Par Cécile Dupas, Avocat Associé et arbitre de la Chambre Arbitrale Internationale de Paris (Section « ACPI ») et Irina Guérif, Secrétaire Générale de la Chambre Arbitrale Internationale de Paris.

Association des Conseils en Propriété Industrielle (ACPI), octobre 2015

Introduction

L’Association des Conseils en Propriété Industrielle (ACPI) est une association très ancienne créée à la fin du XIXe siècle, bien avant la règlementation de la profession, afin d’organiser l’activité des conseils en brevets et en marques de l’époque autour de principes forts de déontologie et de qualité de travail. Elle participe au développement de la propriété industrielle notamment en matière de solutions alternatives de résolution des conflits. Elle a délégué la mission de l’organisation matérielle des procédures arbitrales à un centre institutionnel d’arbitrage indépendant qui est la Chambre Arbitrale Internationale de Paris, conformément à un règlement spécifique qui propose une liste d’arbitres hautement spécialisés dans cette matière.
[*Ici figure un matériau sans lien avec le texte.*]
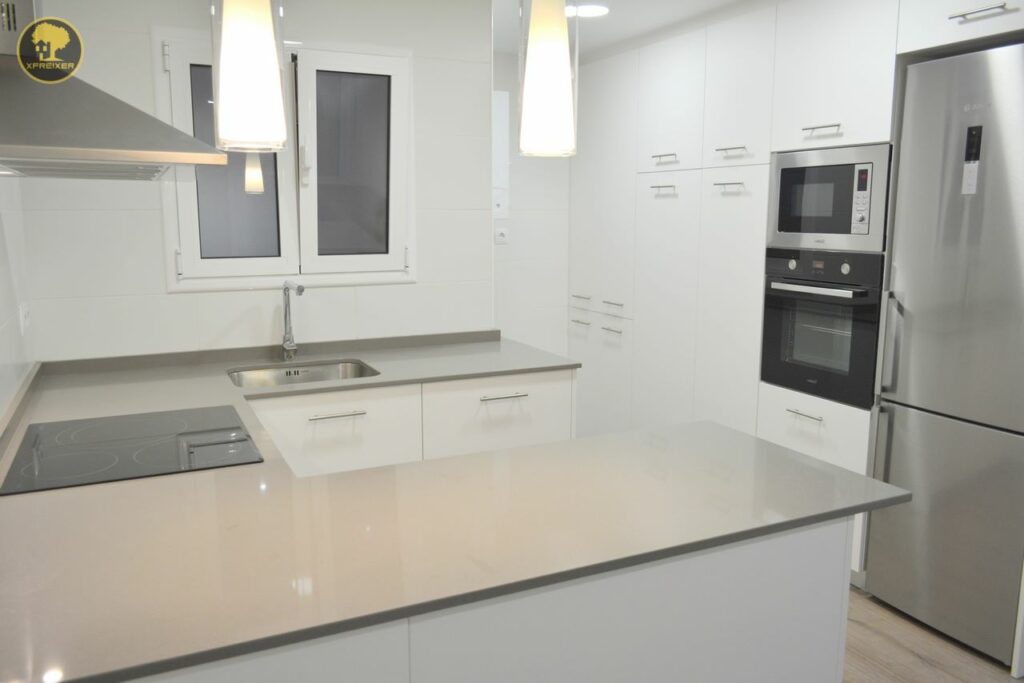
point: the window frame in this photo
(190, 265)
(396, 259)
I –  Aperçu de la typologie des litiges en matière de propriété industrielle

En France, selon la loi, les actions civiles relatives aux brevets d’invention sont exclusivement portées devant le Tribunal de Grande Instance, aujourd’hui le Tribunal de Grande Instance de Paris, seul compétent1. Mais la loi poursuit en précisant que ces dispositions légales ne font pas obstacle au recours à l’arbitrage, procédure pour laquelle, si elles la choisissent, les parties en litige doivent expressément manifester leur accord. Cet accord se manifeste généralement par une clause compromissoire présente dans un contrat signé par les parties qu’il s’agisse d’un contrat de licence de droit de propriété industrielle, par exemple de brevet, d’un contrat de cession de brevet, d’un contrat de transfert de savoir-faire, breveté ou non, contrat de transfert de technologie etc. Lorsque des difficultés d’exécution se présentent, le recours à l’arbitrage pour rechercher une solution à ces difficultés d’exécution contractuelle n’a jamais réellement posé problème. Mais le recours à l’arbitrage peut également intervenir lorsque, une fois le litige né, les parties décident d’un commun accord d’y recourir. On est alors en présence d’un compromis d’arbitrage par lequel les parties pourraient décider de porter devant un Tribunal arbitral un litige né de l’exécution de relations contractuelles, ou bien un problème de responsabilité non contractuelle et donc pourquoi pas, un problème de contrefaçon de brevet. Avant donc de comparer les avantages et inconvénients relatifs des procédures judiciaires ou arbitrales en matière de contentieux de brevet, il apparaît ainsi nécessaire de déterminer si tous les litiges sont arbitrables ou si seulement certains posent difficultés (B) et, pour cela, de passer rapidement en revue les types de problèmes qui peuvent être soulevés à l’occasion d’un litige portant sur un brevet d’invention (A).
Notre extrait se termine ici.